В этой ситуации Станиславскому достаточно было написать письмо даже не Сталину, а Рыкову:
«Глубокоуважаемый Алексей Иванович.
Мне очень стыдно беспокоить Вас, но я принужден это делать, чтоб спасти порученный мне Мос<ковский> Художествен<ный> Академич<еский> театр. Он, после запрещения пьесы „Турбины“, очутился в безвыходном положении, не только материальном, но и репертуарном.
Вся тяжесть работы снова пала на нас – стариков, и я боюсь за здоровье и даже за жизнь надрывающихся в непосильной работе старых артистов.
Одновременно с текущей работой нам приходится спешно репетировать большую, сложную постановочную пьесу „Бронепоезд“ к десятилетнему юбилею СССР. В этой работе также участвуют старики, кот<орые> по вечерам несут текущий репертуар. Разрешением „Турбиных“ этот вопрос разрешается и материально, и репертуарно.
Прошу Вашего содействия.
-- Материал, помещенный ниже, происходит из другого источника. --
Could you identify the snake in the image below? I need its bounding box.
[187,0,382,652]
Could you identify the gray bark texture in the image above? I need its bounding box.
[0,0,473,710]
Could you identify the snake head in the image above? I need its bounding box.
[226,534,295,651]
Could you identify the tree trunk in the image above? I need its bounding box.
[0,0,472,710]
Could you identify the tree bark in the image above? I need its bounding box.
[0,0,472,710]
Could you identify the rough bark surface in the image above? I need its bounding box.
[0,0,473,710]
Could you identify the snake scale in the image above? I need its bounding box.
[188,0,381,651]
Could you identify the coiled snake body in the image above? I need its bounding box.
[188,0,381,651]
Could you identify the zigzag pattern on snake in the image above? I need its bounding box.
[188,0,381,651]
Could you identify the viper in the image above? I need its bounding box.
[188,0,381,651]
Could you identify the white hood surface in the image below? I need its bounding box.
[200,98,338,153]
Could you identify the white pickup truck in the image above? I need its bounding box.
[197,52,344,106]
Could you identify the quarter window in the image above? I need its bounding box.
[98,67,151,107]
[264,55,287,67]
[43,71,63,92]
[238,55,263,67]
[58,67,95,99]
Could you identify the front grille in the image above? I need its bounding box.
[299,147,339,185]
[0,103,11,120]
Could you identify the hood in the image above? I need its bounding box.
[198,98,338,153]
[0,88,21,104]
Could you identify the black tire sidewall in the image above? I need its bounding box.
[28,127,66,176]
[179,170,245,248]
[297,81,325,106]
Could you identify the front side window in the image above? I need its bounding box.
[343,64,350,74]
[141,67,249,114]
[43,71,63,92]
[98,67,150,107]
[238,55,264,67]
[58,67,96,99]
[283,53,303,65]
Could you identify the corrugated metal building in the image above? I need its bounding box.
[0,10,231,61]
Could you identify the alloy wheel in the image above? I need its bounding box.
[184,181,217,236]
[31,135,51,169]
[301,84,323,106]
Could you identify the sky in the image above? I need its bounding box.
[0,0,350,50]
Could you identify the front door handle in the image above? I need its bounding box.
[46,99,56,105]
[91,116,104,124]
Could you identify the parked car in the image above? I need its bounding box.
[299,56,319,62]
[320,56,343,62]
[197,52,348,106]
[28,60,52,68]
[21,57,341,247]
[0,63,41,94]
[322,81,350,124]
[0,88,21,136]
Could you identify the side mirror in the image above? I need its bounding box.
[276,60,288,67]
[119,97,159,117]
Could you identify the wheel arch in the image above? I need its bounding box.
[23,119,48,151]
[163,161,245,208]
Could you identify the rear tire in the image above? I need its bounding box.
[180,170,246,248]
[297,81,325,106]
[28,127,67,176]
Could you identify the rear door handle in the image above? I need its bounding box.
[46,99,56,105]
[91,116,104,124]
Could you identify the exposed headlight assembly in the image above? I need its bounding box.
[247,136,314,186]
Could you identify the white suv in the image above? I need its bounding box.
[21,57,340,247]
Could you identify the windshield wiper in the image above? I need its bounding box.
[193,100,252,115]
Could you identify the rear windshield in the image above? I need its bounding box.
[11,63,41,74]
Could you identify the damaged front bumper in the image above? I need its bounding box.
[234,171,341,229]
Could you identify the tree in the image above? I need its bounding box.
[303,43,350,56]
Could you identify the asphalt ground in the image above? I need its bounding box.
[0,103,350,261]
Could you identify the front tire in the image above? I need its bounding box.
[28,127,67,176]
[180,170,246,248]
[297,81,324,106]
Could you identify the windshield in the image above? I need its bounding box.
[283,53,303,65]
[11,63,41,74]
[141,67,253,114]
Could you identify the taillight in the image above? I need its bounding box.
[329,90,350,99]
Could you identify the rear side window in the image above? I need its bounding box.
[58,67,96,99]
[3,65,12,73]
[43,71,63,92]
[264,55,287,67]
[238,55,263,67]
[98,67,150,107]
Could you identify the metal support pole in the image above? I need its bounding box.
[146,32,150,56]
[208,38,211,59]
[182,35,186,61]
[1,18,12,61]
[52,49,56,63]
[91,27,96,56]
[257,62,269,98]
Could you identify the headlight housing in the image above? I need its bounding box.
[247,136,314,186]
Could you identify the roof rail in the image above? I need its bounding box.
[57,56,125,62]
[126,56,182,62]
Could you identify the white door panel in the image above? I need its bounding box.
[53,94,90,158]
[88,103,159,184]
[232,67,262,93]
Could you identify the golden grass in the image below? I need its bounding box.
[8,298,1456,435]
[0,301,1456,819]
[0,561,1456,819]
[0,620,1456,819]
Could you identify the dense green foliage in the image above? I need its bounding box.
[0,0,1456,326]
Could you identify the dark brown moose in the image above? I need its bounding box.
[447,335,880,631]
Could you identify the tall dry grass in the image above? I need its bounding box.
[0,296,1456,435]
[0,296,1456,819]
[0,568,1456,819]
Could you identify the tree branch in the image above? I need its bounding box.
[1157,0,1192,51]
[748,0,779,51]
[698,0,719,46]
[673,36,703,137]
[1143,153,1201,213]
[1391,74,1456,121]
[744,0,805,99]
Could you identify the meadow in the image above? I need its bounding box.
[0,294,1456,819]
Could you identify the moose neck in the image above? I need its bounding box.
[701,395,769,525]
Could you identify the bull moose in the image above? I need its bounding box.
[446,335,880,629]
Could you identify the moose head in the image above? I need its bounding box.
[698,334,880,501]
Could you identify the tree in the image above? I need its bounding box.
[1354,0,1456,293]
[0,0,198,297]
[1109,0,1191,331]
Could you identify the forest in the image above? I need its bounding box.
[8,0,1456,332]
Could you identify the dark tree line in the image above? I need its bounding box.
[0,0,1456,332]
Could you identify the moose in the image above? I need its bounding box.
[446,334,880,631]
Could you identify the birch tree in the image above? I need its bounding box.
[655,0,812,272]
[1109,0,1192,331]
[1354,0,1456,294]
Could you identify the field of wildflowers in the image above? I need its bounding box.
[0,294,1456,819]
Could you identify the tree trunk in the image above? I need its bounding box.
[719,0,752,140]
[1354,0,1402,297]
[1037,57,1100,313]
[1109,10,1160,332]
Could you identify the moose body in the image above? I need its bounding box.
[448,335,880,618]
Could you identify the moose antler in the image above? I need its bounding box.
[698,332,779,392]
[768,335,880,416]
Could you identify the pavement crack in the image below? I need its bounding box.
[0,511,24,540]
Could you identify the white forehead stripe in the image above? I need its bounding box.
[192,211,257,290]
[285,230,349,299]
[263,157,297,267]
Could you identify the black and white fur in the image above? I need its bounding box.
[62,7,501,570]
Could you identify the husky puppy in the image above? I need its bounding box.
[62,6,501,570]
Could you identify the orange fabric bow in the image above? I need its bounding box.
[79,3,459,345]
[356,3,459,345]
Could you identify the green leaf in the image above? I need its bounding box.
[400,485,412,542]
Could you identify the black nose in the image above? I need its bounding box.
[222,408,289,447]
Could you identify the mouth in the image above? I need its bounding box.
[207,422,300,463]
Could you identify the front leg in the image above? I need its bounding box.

Извините за беспокойство. С глубоким почтением К.Станиславский 3-Х-1927» [50].
И вот уже несколько дней спустя без всяких проволочек и бюрократизма хороший человек из Оргбюро ЦК, старый большевик А. П. Смирнов, который с симпатией относился к Булгакову, хотя эта опасная симпатия могла драматургу в дальнейшем дорогого стоить [39] , обратился в Политбюро ЦК ВКП(б):
39
В ноябре 1932 года в тайном донесении на имя Сталина А. П. Смирнову приписали фразу, которую он якобы произнес в адрес вождя: «И как это во всей стране не найдется человека, который мог бы „его“ убрать?» Вслед за этим дело Смирнова-Эйсмонта-Толмачева разбиралось на объединенном заседании Политбюро ЦК и Президиума ЦКК, где три старых большевика обвинялись в том, что создали подпольную группу. Смирнов был исключен из партии в декабре 1934 года, а в 1937-м – расстрелян.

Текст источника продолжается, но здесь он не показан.